Driving Problem: Build a “description machine” to annotate natural scenes.
Background: Image interpretation, which is effortless and instantaneous for human beings, is the grand challenge of computer vision. The objective is to build a machine which produces a rich semantic description of the underlying scene, including the names and poses of the objects that are present, as well as “recognizing” actions, interactions and other semantic events. Mathematical frameworks are advanced from time to time, but none is yet widely accepted or clearly points the way to closing the performance gap with natural vision.
Research Strategy: Efficient search and evidence integration appear indispensable for scene annotation, and my approach is inspired by two facets of human search: divide-and-conquer querying in playing games like “twenty questions” and selective attention in natural vision. The enabling assumption is that interpretations may be grouped into natural subsets with shared features. We then design algorithms which naturally switch from monitoring the scene as a whole to local scrutiny for fine discrimination, and back again depending on accumulated evidence and its impact on the likelihoods of competing interpretations.
Driving Problem: Tailor cancer treatment to an individual molecular profile.
Background: Gigantic amounts of data about abnormal perturbations in biological networks are being collected by sequencing and microarray experiments, enabling the inference of systems-level disease signatures. Cancer is perhaps the prototypical systems disease, and the focus of extensive study in quantitative biology, including developing algorithms to predict disease phenotypes, progression and treatment response for individuals.
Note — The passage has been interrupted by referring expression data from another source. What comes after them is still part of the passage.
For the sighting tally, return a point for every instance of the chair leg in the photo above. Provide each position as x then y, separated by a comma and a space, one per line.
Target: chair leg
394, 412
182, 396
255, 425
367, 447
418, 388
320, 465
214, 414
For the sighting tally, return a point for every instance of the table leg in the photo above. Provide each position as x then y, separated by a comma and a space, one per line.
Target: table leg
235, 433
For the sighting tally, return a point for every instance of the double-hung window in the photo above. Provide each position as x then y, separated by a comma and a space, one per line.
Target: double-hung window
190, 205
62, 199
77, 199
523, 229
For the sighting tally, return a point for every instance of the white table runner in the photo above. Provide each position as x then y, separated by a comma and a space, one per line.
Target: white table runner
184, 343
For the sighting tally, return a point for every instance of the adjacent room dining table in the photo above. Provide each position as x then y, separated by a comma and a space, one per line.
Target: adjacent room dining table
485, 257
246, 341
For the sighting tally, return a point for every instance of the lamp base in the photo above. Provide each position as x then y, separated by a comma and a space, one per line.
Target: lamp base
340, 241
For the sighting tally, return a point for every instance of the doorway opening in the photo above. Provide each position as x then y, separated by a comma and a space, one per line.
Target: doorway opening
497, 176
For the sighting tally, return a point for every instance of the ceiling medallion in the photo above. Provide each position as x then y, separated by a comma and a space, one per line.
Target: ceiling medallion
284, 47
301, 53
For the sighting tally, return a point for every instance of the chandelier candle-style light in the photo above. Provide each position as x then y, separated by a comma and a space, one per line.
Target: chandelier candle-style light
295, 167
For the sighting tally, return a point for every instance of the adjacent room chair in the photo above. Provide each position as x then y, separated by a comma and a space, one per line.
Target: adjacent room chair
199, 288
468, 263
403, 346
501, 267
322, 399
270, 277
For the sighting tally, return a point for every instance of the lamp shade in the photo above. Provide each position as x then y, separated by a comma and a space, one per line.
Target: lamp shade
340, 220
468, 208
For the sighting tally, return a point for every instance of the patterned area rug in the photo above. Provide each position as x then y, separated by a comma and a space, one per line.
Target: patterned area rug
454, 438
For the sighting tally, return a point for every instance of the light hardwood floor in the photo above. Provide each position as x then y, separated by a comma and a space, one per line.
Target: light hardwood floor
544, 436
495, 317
However, translating these programs into personalized clinical care remains elusive, and in particular mature applications of statistical learning to inference at the patient level remain limited.
Research Strategy: Realizing this agenda requires recognizing and overcoming the two major limitations of current methodology: (i) the “Black box” decision rules which lack the biological meaning and algorithmic simplicity necessary for transitioning into the clinic; and (ii) the absence of biological mechanism, which is necessary for stable model selection, especially given the unfavorable ratio of samples to variables in the current and any foreseeable learning scenario. Embedding mechanism in the learning framework is then a “win-win” strategy, but requires a close, sustained collaboration between mathematicians and biologists.